Abdurrahman Azzam yang saat itu telah mendengar seruan dari Mufti Besar Palestina, Syekh Muhammad Amin Al-Husaini (September 1944) dan Pengusaha Media asal Palestina yang tinggal di Mesir, Muhammad Ali Al-Taher terus berupaya melakukan berbagai cara untuk menggali informasi tentang Indonesia.
Salah satunya meminta bantuan kepada Duta Besar Belanda di Kairo.
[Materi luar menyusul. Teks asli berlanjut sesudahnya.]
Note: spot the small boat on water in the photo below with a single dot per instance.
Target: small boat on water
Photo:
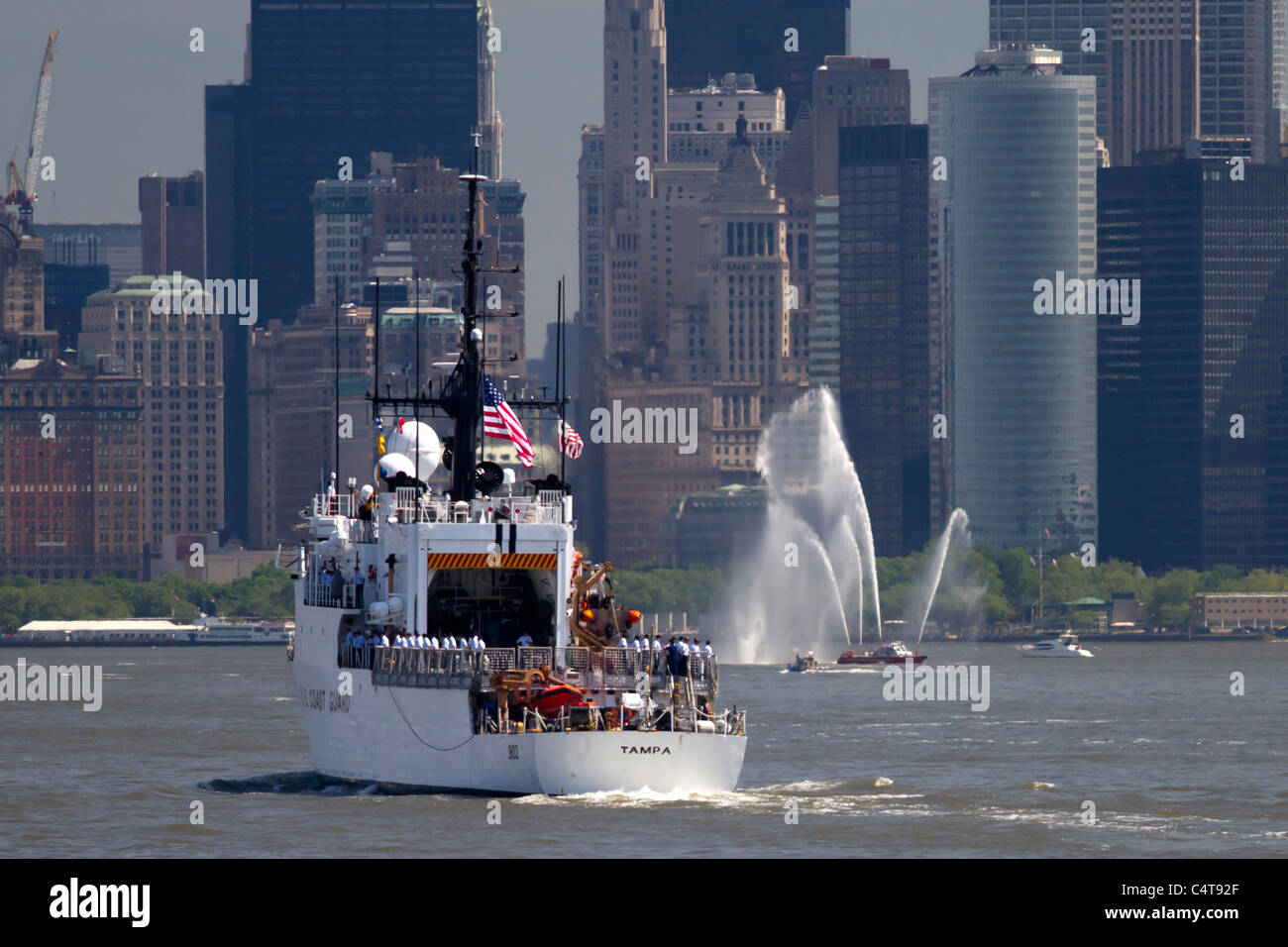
(1064, 646)
(885, 654)
(804, 663)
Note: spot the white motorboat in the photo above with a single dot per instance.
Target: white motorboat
(1064, 646)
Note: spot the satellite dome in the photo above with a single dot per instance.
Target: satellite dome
(394, 464)
(416, 440)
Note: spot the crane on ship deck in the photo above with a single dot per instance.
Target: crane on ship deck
(22, 188)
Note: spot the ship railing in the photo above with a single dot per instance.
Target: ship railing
(412, 508)
(532, 657)
(572, 660)
(338, 505)
(318, 594)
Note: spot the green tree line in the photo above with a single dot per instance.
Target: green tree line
(979, 585)
(265, 594)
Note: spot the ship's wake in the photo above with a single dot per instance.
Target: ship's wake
(308, 784)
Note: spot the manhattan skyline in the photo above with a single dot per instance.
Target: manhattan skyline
(103, 91)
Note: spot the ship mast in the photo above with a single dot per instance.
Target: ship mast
(462, 393)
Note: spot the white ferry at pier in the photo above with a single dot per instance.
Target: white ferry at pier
(548, 705)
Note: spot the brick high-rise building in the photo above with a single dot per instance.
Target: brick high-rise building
(172, 218)
(71, 474)
(22, 295)
(178, 359)
(425, 208)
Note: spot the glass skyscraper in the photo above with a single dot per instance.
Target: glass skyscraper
(1013, 201)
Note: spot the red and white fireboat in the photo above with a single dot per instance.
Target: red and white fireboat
(885, 654)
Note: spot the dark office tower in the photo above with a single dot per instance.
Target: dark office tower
(172, 224)
(67, 286)
(342, 80)
(706, 39)
(1192, 398)
(1240, 56)
(884, 308)
(230, 147)
(325, 82)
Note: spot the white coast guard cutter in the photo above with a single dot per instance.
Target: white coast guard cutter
(567, 714)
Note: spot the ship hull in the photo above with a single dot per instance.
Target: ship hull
(879, 660)
(423, 737)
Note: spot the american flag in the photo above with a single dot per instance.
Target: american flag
(500, 421)
(570, 441)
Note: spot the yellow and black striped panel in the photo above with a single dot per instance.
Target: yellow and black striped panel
(481, 561)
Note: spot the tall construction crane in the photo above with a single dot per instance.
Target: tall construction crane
(22, 189)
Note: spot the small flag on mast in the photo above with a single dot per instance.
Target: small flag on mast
(500, 421)
(570, 441)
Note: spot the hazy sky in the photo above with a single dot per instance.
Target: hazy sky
(128, 98)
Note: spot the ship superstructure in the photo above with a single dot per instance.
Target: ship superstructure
(455, 639)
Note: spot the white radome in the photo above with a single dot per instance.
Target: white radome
(416, 438)
(393, 464)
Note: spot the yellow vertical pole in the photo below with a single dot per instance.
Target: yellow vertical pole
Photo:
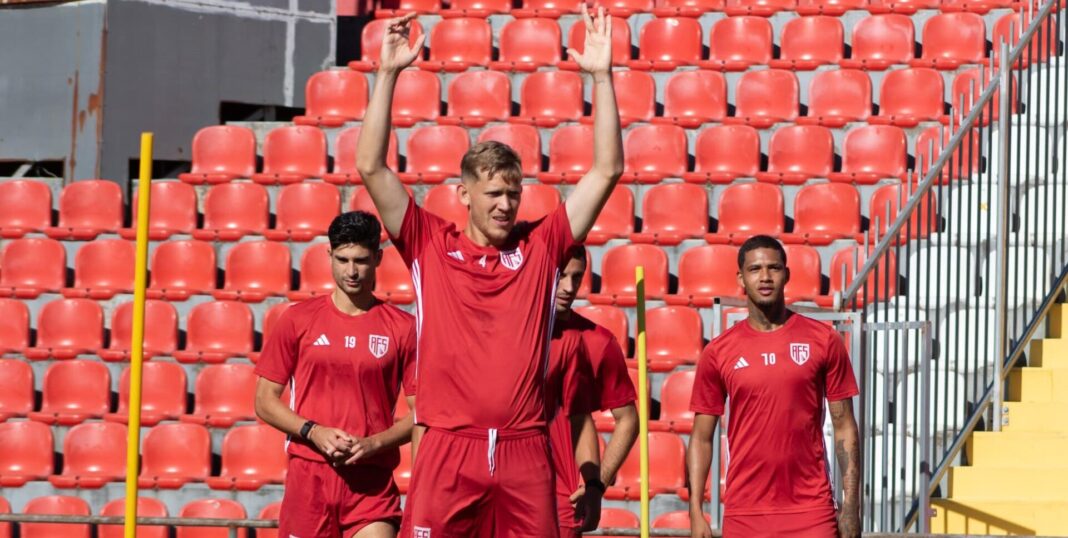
(137, 346)
(643, 401)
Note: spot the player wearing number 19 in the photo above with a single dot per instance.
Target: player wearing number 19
(776, 368)
(346, 355)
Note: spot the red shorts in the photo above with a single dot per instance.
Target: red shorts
(464, 485)
(324, 501)
(821, 523)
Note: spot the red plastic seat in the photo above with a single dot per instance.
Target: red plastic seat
(873, 153)
(204, 339)
(233, 210)
(737, 43)
(694, 97)
(173, 455)
(32, 266)
(748, 209)
(823, 212)
(617, 274)
(766, 97)
(94, 454)
(836, 97)
(547, 98)
(256, 270)
(570, 154)
(672, 214)
(344, 171)
(252, 456)
(664, 44)
(523, 139)
(222, 153)
(910, 96)
(806, 43)
(304, 210)
(160, 331)
(163, 394)
(146, 507)
(56, 505)
(181, 269)
(654, 153)
(457, 44)
(528, 44)
(74, 392)
(799, 153)
(478, 97)
(315, 275)
(392, 279)
(674, 336)
(881, 41)
(952, 40)
(706, 272)
(724, 153)
(67, 328)
(616, 219)
(25, 206)
(27, 454)
(665, 475)
(333, 97)
(217, 508)
(435, 153)
(88, 208)
(293, 154)
(103, 268)
(16, 389)
(176, 216)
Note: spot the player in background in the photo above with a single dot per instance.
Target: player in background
(610, 389)
(776, 368)
(347, 355)
(485, 310)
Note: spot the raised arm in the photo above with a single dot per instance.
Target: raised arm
(593, 190)
(383, 186)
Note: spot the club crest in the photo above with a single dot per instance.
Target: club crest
(800, 353)
(378, 345)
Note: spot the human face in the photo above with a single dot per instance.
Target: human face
(567, 286)
(764, 277)
(492, 204)
(354, 268)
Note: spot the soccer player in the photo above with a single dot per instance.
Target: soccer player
(776, 368)
(611, 389)
(484, 307)
(346, 355)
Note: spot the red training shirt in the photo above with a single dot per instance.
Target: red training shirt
(484, 319)
(346, 370)
(776, 382)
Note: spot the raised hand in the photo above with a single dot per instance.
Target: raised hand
(396, 53)
(596, 58)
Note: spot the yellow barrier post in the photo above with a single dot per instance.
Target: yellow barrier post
(137, 346)
(643, 402)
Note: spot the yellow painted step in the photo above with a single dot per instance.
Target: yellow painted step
(1000, 518)
(1008, 484)
(1019, 448)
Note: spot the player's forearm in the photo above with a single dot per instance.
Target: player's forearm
(622, 441)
Namun permintaan Azzam tidak segera disambut baik Belanda, mereka berusaha menggagalkan perjuangan diplomasi Indonesia tersebut.
Belanda saat itu melalui Wakil Dagangnya Graaf W. C. van Rechteren Limburg dan Cornelis Adriaanse berusaha menggagalkan upaya Indonesia dengan melobi PM Mesir, Mahmoud Fahmi Nokrasyi Pasha.
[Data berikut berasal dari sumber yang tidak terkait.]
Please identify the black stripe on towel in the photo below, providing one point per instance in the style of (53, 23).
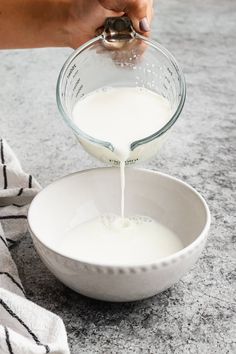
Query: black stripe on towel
(13, 280)
(20, 192)
(5, 176)
(33, 335)
(30, 181)
(8, 341)
(2, 153)
(6, 217)
(4, 241)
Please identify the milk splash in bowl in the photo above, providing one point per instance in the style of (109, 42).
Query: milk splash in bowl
(121, 116)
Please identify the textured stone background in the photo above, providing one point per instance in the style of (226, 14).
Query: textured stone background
(197, 315)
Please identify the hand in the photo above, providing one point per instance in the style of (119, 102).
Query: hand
(86, 16)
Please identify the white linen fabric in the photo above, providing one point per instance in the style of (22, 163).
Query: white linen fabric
(25, 327)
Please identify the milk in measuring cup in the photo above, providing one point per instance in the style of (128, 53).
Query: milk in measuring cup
(120, 116)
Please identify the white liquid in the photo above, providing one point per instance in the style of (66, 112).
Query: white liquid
(111, 240)
(121, 116)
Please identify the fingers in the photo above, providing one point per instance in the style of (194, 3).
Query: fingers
(139, 11)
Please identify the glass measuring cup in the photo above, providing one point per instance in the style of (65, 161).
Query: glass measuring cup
(120, 57)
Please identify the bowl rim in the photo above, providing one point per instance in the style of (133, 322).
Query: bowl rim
(163, 260)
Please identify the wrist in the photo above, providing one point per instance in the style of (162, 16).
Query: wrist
(54, 24)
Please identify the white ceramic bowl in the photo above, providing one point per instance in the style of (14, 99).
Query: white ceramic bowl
(172, 202)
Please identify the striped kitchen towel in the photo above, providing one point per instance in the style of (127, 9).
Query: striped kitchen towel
(25, 328)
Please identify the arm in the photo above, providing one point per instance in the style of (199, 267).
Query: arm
(33, 23)
(63, 23)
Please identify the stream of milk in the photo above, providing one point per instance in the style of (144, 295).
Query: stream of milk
(121, 116)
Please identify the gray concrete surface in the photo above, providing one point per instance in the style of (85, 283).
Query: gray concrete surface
(197, 315)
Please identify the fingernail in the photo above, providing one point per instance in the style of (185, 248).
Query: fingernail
(144, 25)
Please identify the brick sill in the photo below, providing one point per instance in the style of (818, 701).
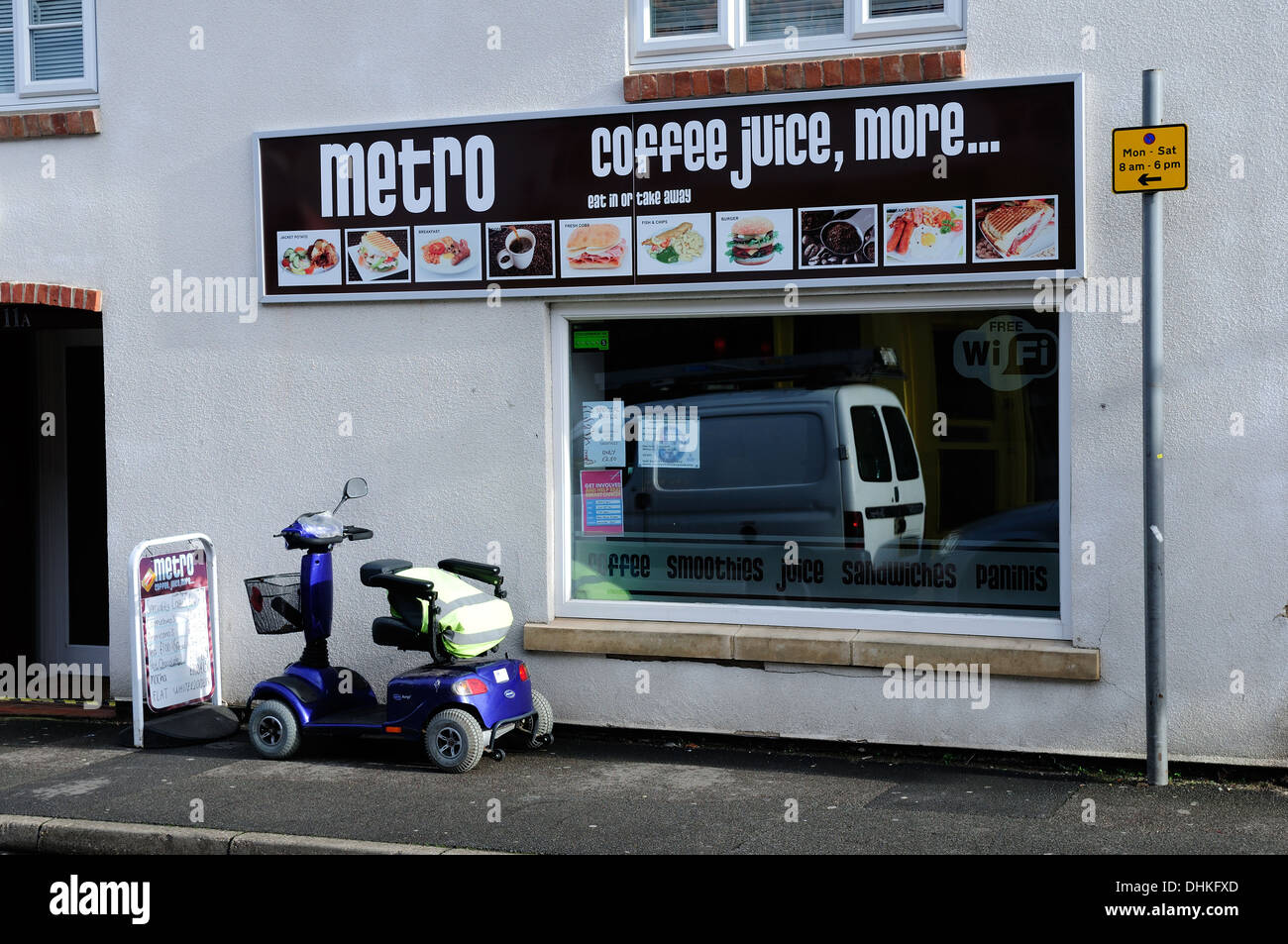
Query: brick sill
(804, 75)
(51, 124)
(1042, 659)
Kisah diplomasi yang sempat penuh ketidakpastian bagi Indonesia digambarkan dalam sebuah film berjudul Moonrise Over Egypt (2018). Upaya Belanda cukup berhasil dengan ditundanya pengakuan kedaulatan untuk Indonesia hingga bulan Juni 1947.
Pertemuan dengan para petinggi Mesir pun harus menunggu waktu hingga tiga bulan lamanya. Pertemuan resmi dengan para pejabat Mesir ini bahkan baru terselenggara atas bantuan Konsul Jenderal Mesir di India, Mohammad Abdul Mun’im.
Suksesnya pertemuan antara Indonesia dan Mesir ditandai dengan keputusan kabinet Mesir untuk mendukung Indonesia. Berita keputusan kabinet ini banyak menghiasi koran-koran di Mesir pada 9 Juni 1947.
Atas bantuan Mohammad Abdul Mun’im tersebut pada 10 Juni 1947 kedua negara resmi tandatangani perjanjian diplomatiknya.
Usai berjuang mendapatkan dukungan dari Mesir, Haji Agus Salim melanjutkan perjalanan ke sejumlah negara anggota Liga Arab seperti Suriah, Yaman, Irak, Arab Saudi, Lebanon dan Afganistan.